Mr President, these are some of the criteria I had in mind when I constructed the elements that are currently on the table. And they will remain the litmus test for how I would be assessing any suggestions regarding a credible, balanced and legitimate constitutional committee. If that was not going to happen - well we may have to conclude that it may not be possible to form a constitutional committee credible and inclusive at this stage. In such an unfortunate case, I will certainly be ready to explain to the Council why. However, let me be clear: our aim is and remains for the UN to issue invitations - latest we believe mid of December - and convene a first meeting of the constitutional committee within December, before the 31st of December which is the date indicated in the Istanbul very constructive declaration.

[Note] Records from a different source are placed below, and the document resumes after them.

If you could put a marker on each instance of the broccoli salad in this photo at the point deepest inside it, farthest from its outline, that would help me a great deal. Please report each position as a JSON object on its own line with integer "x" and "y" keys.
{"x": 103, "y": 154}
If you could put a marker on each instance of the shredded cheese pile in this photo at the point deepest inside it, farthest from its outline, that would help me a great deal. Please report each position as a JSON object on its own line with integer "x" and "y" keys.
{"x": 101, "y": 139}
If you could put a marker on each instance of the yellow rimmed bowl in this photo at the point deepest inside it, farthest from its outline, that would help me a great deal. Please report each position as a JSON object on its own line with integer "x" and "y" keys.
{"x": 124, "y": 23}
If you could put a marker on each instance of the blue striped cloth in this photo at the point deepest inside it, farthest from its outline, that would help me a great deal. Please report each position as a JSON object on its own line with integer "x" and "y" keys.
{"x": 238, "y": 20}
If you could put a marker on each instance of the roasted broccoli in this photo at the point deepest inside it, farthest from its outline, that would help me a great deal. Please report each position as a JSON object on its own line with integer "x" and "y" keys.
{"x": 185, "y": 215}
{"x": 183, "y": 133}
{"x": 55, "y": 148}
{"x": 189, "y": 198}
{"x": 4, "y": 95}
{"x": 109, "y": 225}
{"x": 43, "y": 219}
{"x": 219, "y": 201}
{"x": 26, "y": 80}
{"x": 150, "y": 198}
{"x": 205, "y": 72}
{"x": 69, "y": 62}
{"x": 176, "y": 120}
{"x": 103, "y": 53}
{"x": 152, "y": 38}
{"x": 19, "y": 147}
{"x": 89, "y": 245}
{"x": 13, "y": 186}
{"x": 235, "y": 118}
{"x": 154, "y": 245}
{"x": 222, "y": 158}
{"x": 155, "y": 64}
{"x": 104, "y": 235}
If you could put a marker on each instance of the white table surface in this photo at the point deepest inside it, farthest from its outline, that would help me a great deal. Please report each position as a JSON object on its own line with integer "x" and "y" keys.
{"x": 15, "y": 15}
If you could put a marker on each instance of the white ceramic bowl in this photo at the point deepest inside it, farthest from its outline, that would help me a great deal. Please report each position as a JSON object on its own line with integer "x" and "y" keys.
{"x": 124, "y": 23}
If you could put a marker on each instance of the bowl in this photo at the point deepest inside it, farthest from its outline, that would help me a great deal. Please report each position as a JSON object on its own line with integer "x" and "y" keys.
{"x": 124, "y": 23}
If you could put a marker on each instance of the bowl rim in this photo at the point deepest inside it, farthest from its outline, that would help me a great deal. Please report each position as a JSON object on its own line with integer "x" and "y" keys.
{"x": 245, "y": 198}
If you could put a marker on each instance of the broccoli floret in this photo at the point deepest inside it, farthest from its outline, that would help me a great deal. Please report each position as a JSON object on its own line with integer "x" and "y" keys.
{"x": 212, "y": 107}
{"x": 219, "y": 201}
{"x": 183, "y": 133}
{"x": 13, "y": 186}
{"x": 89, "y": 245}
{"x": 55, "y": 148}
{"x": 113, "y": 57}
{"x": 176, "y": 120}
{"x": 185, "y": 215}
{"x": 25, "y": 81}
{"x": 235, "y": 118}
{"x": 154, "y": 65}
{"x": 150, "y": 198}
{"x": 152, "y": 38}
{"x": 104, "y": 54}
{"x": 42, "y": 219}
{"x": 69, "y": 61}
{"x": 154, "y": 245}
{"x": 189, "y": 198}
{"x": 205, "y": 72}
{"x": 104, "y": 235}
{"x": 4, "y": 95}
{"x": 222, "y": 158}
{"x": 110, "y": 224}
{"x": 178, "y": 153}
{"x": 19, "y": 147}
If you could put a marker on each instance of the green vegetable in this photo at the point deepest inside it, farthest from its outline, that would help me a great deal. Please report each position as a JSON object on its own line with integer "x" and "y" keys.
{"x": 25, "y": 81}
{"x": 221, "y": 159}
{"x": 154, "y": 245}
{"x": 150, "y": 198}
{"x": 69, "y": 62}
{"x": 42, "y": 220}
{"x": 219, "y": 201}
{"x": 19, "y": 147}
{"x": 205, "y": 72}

Mr President, respecting Syria’s sovereignty has never been called into question, and I would like remind Ambassador Jaafari - who is there and reminding us always about it - it has never been put in question by the UN. Resolution 2254 is explicitly prefaced by the strong commitment to Syria’s sovereignty, independence, unity and territorial integrity, and it makes clear that the process must be Syrian-owned and Syrian-led. But, let us also remember this is a constitutional discussion in a context of one of the most tragic, brutal, cruel and merciless armed conflicts of this century. The Syrian people therefore must be enabled independently and democratically to determine their own future—that is called sovereignty of the people. For this reason, this Council – in that same resolution - gave the UN a mandate to convene the political process and that political process must, inter alia, identify a process and schedule for drafting a constitution. And Sochi itself, as I have repeatedly stated, appealed to the UN to convene the constitutional committee in Geneva – and was accompanied by a firm understanding in that regard.

At my last briefing in December, Mr President, it would be my duty to explain where we are on the constitutional committee and leave a clear and clean ground to my successor regarding it.

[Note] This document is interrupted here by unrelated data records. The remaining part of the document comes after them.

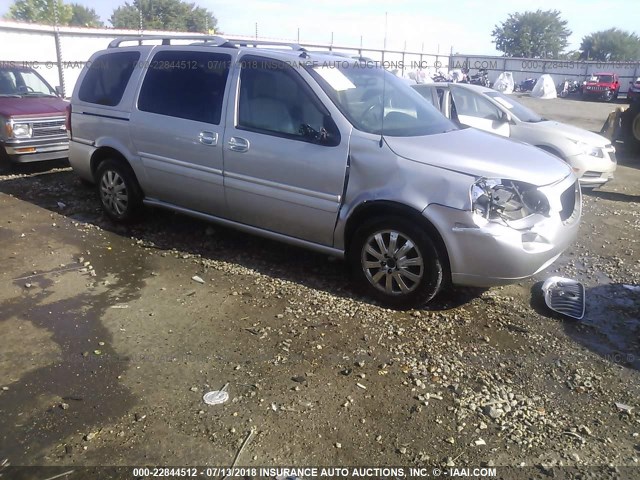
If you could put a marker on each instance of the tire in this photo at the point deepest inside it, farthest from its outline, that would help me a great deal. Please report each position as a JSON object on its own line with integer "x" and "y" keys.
{"x": 118, "y": 190}
{"x": 402, "y": 287}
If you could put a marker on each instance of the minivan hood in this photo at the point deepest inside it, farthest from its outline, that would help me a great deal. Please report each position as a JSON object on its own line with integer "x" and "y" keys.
{"x": 573, "y": 133}
{"x": 483, "y": 155}
{"x": 32, "y": 106}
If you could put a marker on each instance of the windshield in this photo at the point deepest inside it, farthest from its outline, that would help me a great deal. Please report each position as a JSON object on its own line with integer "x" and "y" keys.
{"x": 21, "y": 82}
{"x": 602, "y": 79}
{"x": 363, "y": 93}
{"x": 518, "y": 110}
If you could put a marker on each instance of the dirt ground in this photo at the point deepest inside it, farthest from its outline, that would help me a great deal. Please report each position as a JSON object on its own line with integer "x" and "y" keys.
{"x": 107, "y": 346}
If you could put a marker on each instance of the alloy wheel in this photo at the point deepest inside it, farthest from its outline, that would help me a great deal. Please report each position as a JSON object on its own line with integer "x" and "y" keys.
{"x": 392, "y": 262}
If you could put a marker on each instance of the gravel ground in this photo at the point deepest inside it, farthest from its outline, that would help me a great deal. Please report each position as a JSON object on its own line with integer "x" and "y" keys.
{"x": 108, "y": 344}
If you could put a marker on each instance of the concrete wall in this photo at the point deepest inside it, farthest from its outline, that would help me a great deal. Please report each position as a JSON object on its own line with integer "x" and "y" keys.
{"x": 35, "y": 46}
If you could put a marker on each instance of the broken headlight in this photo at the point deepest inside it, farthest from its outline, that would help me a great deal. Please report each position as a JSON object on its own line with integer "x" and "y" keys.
{"x": 507, "y": 200}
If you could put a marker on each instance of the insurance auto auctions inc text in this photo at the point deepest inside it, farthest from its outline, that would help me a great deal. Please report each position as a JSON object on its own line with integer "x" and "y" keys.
{"x": 367, "y": 472}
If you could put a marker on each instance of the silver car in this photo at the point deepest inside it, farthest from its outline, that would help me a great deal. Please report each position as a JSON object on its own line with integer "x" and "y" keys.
{"x": 329, "y": 154}
{"x": 591, "y": 156}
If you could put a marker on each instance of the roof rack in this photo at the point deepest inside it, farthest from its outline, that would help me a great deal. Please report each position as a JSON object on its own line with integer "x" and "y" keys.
{"x": 166, "y": 39}
{"x": 211, "y": 40}
{"x": 265, "y": 43}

In other words, Mr President, we are in the last days of the attempts to implement the constitutional committee in line with resolution 2254 and the Sochi Final Statement. The weeks to come will be of crucial importance in this regard.  The UN remains and is ready for the establishment of the constitutional committee.  It is prepared to do its part, and I personally, Mr President, will spare no efforts until the final day of my tenure to work towards this aim. Thank you.